The date of Anagha’s first exam finally arrived. Her first paper was Hindi. As she started for the examination centre, an ebony black cat with luminous green eyes happened to cross her path. Her grandmother overlooking from the balcony beckoned her to stop!

‘I don’t think this is the right time to start. Black things and especially a black cat portend ill luck. You can relax and start after 10 minutes,’ she said.

‘O granny, I’m already getting late, I shall miss my exam if I don’t start right away, my faring badly has nothing to do with a black cat crossing my path. My preparation is great, and I am going to come off with flying colours in my Hindi exams so please don’t stop me!’

A few days later Anagha’s brother Kinjal was playing in their garden. Granny noticed that the amulet tied around his neck was found missing.

‘O where is Kinjal’s amulet?’ granny searched around the house in mad frenzy. After an an hour of exhaustive search, it was finally discovered in a garbage pile.

‘How did it land here?’ granny enquired.

‘O granny, take heart! I threw it in the pile of mess! If a black cat can bring i’ll omen, then how can a black amulet be a harbinger of good luck??’ remarked Anagha.

Granny had no explanation for this query.

Anagha cleared her board exams with distinction in each subject, scoring the highest in Hindi!

While some superstitions in India has some scientific basis, others are illogical and untenable.

For instance, it is a common superstition in India, that one should not eat during a solar eclipse. If we dig deeper, this belief is founded on sound reason. During an eclipse, when the moon comes between the sun and the earth, it releases harmful radiations which releases bacteria that can affect the food we eat leading to indigestion and upset stomach. It is desirable to put a few tulsi leaves in the food and eat it as tulsi leaves neutralise the bacteria.

There is scientific basis for the age old belief which upholds that women, while menstruating should not visit temples.

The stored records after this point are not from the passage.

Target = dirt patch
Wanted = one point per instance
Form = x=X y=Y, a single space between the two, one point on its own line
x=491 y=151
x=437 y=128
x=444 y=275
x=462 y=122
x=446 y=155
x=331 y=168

According to Ayurveda, menstruation is closely linked to the functions of the doshas. During menstruation, vata is the predominant dosha which causes the downward flow of blood into the earth. In a temple, the energy ( such as that of the puja table, offerings, altar) is flowing upwards. This can cause bodily discomfort.

Thus, some of are superstitions do have a scientific backing, still others can be passed on as fib. It is pivotal to study the cause and effect relationship before jumping to lame conclusions!